A last will and testament is more than just a document describing how your property should be distributed after your death. A will can also be used to define who should receive custody of any children. What makes a will legally binding varies by state. One example of standards for drafting a will is the Uniform Probate Code (UPC). As of January 2012, 17 states have adopted the UPC and it is endorsed by the American Bar Association.
Select a worthy guardian for the child or children in question. A personal guardian has physical custody of the child, is responsible for the child's day-to-day care, and has legal responsibility for the child’s well being. A financial guardian manages the assets set aside for the child’s care and disperses those assets for the child’s benefit. Depending on the circumstances, you can either appoint two individuals to oversee these different aspects of the child’s care or one person to be in total control.

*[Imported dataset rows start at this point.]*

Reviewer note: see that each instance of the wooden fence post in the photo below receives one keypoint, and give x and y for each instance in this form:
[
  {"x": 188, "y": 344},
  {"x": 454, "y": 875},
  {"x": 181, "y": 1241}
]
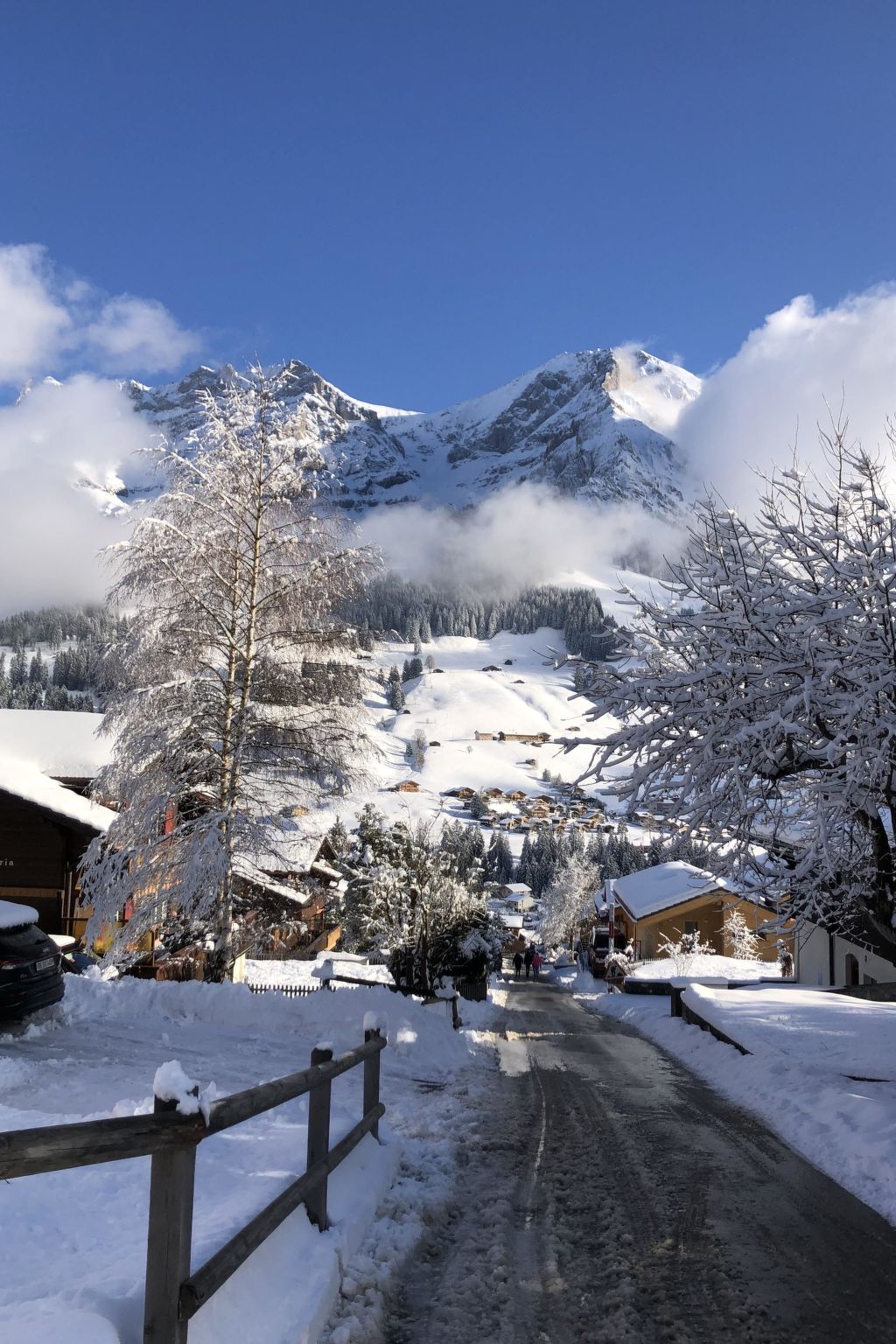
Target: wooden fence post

Record, or have an attorney record, your wishes. Your will should be as specific as possible, clearly defining your wishes. This includes explicitly naming all individuals you want to have custody of your children and what you want those people’s role to be. So if you want person A to be the personal guardian and person B to be the financial guardian, it is important your will clearly specify those roles.
Sign the will in the presence of witnesses. State laws vary concerning what constitutes a valid signature and how many witnesses are required when signing a will. For example, the UPC states you can either sign the will in the presence of witnesses or you can sign the will, show the document to the witnesses, and acknowledge the signature as your own. You can either sign the will personally or instruct someone to sign the will for you in your presence. To satisfy the witness requirement under the UPC, you can have two people sign to signify they witnessed you acknowledge the will. The UPC also allows you to have the will notarized to satisfy the witness requirement.